Isis (mythology), in Egyptian mythology, goddess of fertility and motherhood. According to the Egyptian belief, she was the daughter of the god Keb (“Earth”) and the goddess Nut (“Sky”), the sister-wife of Osiris, judge of the dead, and mother of Horus, god of day. After the end of the Late Period in the 4th century bc, the center of Isis worship, which was then reaching its greatest peak, was on Philae, an island in the Nile, where a great temple was built to her during the 30th Dynasty. Ancient stories described Isis as having great magical skill, and she was represented as human in form though she was frequently described as wearing the horns of a cow. Her personality was believed to resemble that of Athor, or Hathor, the goddess of love and gaiety.

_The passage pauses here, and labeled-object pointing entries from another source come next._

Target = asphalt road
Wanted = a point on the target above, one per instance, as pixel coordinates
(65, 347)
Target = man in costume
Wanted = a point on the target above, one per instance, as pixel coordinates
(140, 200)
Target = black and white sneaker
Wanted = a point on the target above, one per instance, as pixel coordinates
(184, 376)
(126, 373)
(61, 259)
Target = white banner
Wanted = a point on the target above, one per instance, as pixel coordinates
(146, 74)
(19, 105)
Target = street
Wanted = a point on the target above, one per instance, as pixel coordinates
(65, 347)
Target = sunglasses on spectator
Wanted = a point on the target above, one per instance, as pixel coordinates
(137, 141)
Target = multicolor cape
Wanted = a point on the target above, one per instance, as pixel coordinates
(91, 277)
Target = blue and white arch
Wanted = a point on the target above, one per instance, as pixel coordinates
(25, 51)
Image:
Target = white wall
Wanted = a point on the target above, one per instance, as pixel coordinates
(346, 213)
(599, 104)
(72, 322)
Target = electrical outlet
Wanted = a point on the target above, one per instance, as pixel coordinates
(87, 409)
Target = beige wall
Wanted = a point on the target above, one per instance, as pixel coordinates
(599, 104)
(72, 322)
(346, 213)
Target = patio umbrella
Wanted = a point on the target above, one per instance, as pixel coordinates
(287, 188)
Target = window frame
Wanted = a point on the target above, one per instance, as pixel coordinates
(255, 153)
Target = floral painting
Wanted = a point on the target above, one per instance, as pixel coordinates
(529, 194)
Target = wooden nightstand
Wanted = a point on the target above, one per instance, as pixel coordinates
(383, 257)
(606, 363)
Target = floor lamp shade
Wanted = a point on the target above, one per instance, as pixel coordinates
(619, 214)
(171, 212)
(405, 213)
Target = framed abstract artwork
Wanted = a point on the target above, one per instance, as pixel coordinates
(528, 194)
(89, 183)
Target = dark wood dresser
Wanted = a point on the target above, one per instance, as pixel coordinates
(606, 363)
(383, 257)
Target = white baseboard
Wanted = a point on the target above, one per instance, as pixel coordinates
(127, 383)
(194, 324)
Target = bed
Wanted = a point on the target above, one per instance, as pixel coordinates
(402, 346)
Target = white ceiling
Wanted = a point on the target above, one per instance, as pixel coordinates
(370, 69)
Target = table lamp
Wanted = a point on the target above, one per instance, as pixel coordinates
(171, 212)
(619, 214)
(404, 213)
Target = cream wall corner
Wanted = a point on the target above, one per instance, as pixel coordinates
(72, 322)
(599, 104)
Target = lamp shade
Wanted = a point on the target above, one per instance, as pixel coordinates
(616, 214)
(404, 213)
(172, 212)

The cult of Isis spread from Alexandria throughout the Hellenistic world after the 4th century bc. It appeared in Greece in combination with the cults of Horus, her son, and Serapis, the Greek name for Osiris. The Greek historian Herodotus identified Isis with Demeter, the Greek goddess of earth, agriculture, and fertility. The tripartite cult of Isis, Horus, and Serapis was later introduced (86 bc) into Rome in the consulship of Lucius Cornelius Sulla and became one of the most popular branches of Roman religion. It later received a bad reputation through the licentiousness of some of its priestly rites, and subsequent consuls made efforts to suppress or limit Isis worship. The cult died out in Rome after the institution of Christianity, and the last remaining Egyptian temples to Isis were closed in the middle of the 6th century ad.